Policy and public health interventions play a pivotal role in the global fight against malaria. The World Health Organizationâ??s 2022 Guidelines for Malaria strongly emphasize the continued strategic deployment of artemisinin-based combination therapies. These guidelines reflect necessary policy adjustments made in light of evolving resistance patterns, all aimed at optimizing malaria treatment and control efforts globally [6]. Beyond individual patient treatment, public health strategies like mass drug administration (MDA) have shown considerable promise. A systematic review on the impact of MDA with dihydroartemisinin-piperaquine in Cambodia, for instance, demonstrated its significant role in reducing parasite prevalence and incidence. Such findings offer invaluable insights that can inform broader malaria elimination strategies in other endemic regions, reinforcing the multifaceted approach required to tackle this disease [9].

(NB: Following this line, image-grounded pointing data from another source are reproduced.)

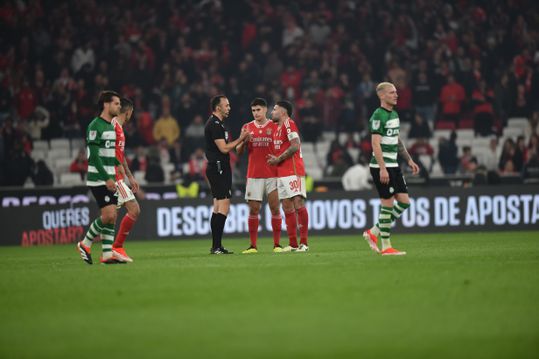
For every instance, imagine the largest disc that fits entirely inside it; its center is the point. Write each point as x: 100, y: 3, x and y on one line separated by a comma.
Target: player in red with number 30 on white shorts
x: 290, y: 175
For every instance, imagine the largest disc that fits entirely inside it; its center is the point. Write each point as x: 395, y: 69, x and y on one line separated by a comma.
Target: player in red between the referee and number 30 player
x: 261, y: 177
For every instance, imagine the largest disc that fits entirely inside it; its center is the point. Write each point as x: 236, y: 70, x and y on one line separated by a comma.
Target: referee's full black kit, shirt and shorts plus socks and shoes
x: 219, y: 175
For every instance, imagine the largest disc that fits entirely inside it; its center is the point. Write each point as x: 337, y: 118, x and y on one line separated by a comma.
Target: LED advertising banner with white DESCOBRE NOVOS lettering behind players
x: 432, y: 210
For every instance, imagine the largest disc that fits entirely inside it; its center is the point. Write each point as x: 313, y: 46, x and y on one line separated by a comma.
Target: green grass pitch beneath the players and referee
x: 454, y: 295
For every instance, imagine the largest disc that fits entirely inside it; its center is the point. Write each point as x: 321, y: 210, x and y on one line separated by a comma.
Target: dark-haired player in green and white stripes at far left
x: 101, y: 141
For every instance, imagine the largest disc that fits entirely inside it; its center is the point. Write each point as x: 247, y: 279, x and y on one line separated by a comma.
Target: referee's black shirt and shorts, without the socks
x: 218, y: 171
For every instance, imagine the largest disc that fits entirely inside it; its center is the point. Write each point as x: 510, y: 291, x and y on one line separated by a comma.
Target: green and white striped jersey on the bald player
x: 386, y: 123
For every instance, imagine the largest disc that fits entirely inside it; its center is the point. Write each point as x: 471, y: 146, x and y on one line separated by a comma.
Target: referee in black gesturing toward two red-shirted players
x: 218, y: 171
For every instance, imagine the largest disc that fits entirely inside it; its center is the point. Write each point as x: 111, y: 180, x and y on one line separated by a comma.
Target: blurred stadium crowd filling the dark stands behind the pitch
x: 466, y: 65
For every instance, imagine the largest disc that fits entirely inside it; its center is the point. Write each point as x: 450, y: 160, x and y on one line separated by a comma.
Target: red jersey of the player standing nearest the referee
x: 259, y: 147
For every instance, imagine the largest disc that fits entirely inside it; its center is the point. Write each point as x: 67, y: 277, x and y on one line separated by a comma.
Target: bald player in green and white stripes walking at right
x: 386, y: 174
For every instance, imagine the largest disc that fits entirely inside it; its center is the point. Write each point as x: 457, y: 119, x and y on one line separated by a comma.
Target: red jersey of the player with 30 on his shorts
x: 281, y: 142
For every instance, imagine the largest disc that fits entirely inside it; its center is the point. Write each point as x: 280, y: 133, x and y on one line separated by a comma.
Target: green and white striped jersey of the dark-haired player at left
x: 101, y: 133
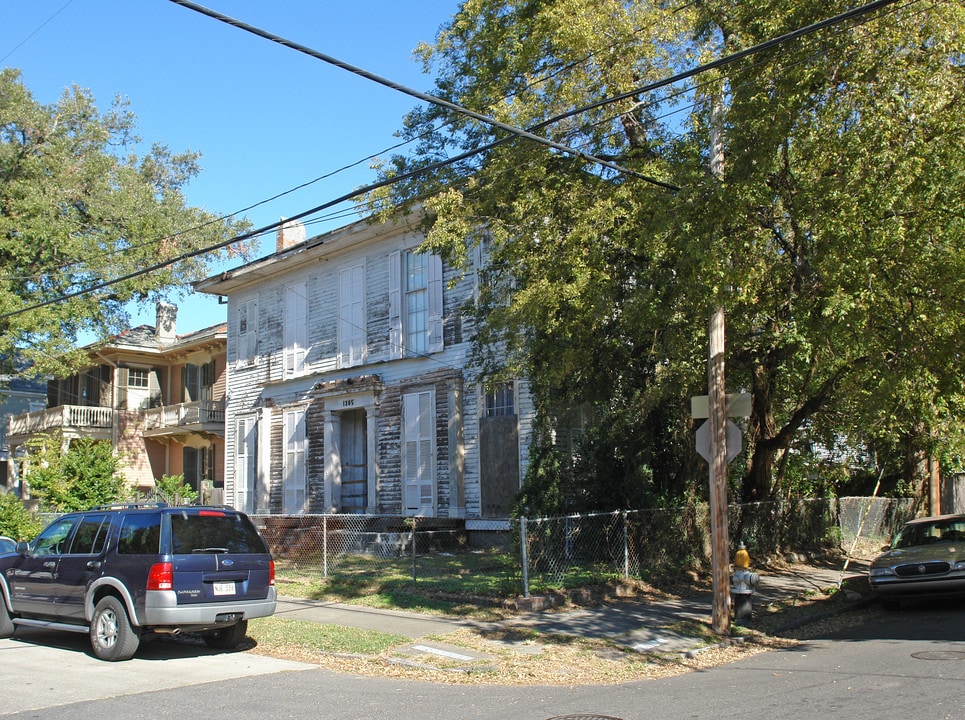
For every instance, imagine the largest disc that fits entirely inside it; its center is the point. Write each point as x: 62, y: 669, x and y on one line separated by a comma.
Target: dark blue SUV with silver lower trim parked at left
x: 126, y: 572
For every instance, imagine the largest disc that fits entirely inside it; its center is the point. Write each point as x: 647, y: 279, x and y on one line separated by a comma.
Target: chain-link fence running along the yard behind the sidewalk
x: 347, y: 555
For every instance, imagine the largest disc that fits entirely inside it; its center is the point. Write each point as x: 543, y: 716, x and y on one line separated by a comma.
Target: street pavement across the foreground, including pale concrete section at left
x: 909, y: 664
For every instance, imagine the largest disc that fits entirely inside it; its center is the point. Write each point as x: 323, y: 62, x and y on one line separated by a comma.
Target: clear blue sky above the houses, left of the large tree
x: 265, y: 118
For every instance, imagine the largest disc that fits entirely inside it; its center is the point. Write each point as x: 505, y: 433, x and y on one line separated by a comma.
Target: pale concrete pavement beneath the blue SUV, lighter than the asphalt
x: 43, y: 668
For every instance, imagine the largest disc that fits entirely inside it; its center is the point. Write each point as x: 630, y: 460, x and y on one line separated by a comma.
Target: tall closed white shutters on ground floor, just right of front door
x: 417, y: 411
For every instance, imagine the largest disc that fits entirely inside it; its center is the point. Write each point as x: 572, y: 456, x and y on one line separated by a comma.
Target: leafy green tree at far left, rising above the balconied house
x: 79, y: 206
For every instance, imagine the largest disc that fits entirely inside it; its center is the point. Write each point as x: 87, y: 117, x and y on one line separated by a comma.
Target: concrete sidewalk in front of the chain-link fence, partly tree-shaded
x: 639, y: 625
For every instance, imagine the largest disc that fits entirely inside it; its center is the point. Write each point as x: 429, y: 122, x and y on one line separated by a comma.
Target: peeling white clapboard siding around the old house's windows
x: 376, y: 386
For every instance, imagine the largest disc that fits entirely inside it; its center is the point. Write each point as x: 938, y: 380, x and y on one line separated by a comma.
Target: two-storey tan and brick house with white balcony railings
x: 156, y: 396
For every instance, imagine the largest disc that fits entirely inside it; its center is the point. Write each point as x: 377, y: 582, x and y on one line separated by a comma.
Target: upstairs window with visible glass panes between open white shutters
x: 415, y: 304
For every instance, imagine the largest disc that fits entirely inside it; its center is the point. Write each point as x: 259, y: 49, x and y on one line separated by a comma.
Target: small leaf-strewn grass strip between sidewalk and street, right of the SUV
x: 273, y: 633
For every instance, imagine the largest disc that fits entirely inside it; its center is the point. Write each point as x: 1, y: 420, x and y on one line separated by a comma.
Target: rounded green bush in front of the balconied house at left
x: 86, y: 475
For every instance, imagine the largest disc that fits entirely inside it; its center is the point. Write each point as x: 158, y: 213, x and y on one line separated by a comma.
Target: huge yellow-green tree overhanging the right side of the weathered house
x: 821, y: 187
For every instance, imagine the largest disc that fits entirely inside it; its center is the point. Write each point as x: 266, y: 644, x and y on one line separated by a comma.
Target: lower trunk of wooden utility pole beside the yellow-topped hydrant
x: 720, y: 544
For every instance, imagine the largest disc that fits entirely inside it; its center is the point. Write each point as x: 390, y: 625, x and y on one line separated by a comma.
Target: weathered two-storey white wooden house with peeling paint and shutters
x: 348, y: 386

Artemisinin-based combination therapies (ACTs) are the cornerstone of uncomplicated Plasmodium falciparum malaria treatment, demonstrating consistent efficacy and safety across diverse populations. Studies confirm that artemether-lumefantrine is effective and safe for pregnant women across all trimesters, playing a vital role in maternal and child health in malaria-endemic areas [1]. Similarly, ACTs show sustained effectiveness in pediatric populations, underscoring their importance in treating vulnerable children [3]. A systematic review further reinforces the generally favorable safety profiles of various ACTs, confirming their suitability as first-line treatments for uncomplicated malaria, despite identifying common adverse events [8]. However, the efficacy of ACTs is continuously threatened by emerging drug resistance. Molecular surveillance efforts are crucial for monitoring artemisinin and partner drug resistance markers in Plasmodium falciparum, particularly in high-burden regions like sub-Saharan Africa, to inform treatment policies and prevent widespread drug failure [2]. The molecular basis of artemisinin resistance, specifically involving Kelch13 propeller domain mutations, is critical for understanding and designing new antimalarial drugs to circumvent resistance [5]. Given these challenges, significant efforts are underway in the development of novel ACTs, focusing on creating next-generation antimalarials that can overcome existing resistance and extend the lifespan of current therapies [4]. These strategies are essential for the future of malaria control and eventual elimination [10]. Global health organizations, such as the World Health Organization, continue to emphasize the strategic deployment of ACTs in their 2022 guidelines, adapting policies to evolving resistance patterns to optimize treatment worldwide [6]. Furthermore, optimizing dosing regimens through population pharmacokinetic analysis, especially in vulnerable groups like African children, is essential to ensure maximal efficacy and prevent further resistance emergence [7]. Interventions like mass drug administration with ACTs, as seen in Cambodia, have proven effective in reducing malaria burden, offering valuable insights for broader elimination strategies [9]. This collective body of research reinforces ACTs' critical role while highlighting the ongoing need for vigilance against resistance and continuous innovation in antimalarial development.